Center for American Progress Center for American Progress
Issues Domestic & Economy Civil Rights, Liberties, and Justice

President Bush and Domestic Spying by NSA

By secretly authorizing the National Security Agency to wiretap the phones of American citizens, President Bush has demonstrated his utter contempt for the laws that have guided his predecessors in times of great national peril. This revelation – coming one day after the president reluctantly and belatedly acceded to congressional demands that the government cease its abuse of prisoners – underscores the lawlessness and moral bankruptcy of this White House. According to the New York Times, even employees of the National Security Agency itself refused to follow the president’s order to break the law.

This administration has repeatedly claimed the authority to exercise sweeping powers on a scale unheard of since the days of Richard Nixon and J. Edgar Hoover, without public debate or congressional assent. The abuses of that era caused Congress to enact the Foreign Intelligence Surveillance Act which governs surveillance for intelligence purposes within the United States. That Act expressly prohibits intelligence surveillance by any means which it does not authorize. At no time during Congress’ consideration of the broad anti-terrorism authorities contained in the PATRIOT Act – not in the original debate in 2001, not in the intervening four years, and not in the ongoing debate about its reauthorization – has the president requested this new authority for the NSA. Instead, the president’s secret and unlawful grant of power to the NSA makes the current debate on the PATRIOT Act almost irrelevant.

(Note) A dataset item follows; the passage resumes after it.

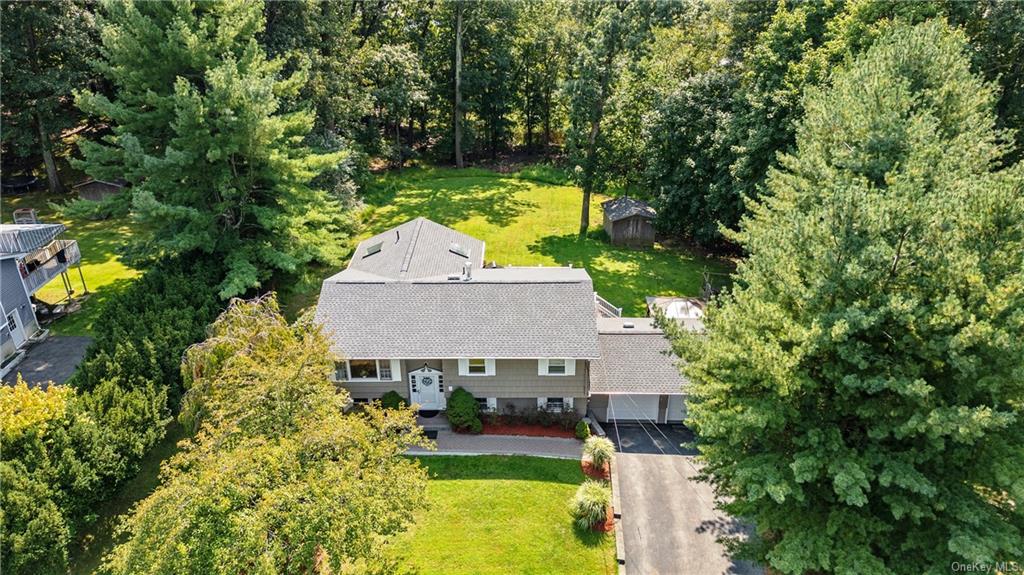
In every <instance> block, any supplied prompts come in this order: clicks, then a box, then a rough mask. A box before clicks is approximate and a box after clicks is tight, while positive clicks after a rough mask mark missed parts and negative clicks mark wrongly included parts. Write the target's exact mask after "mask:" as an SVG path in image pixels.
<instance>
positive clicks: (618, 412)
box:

We stand with the 9/11 Commission and welcome and encourage a full and open discussion regarding intelligence and surveillance authorities, including thorough oversight hearings by the relevant congressional committees, to ensure that the best policies are in place to protect Americans from terrorist attack. If the president believed this power was necessary, he should have sought Congressional authorization. But the law and Constitution are clear: the National Security Agency does not have this authority and the president cannot give it to them with the stroke of his pen.

Morton H. Halperin is a senior vice president at the Center for American Progress.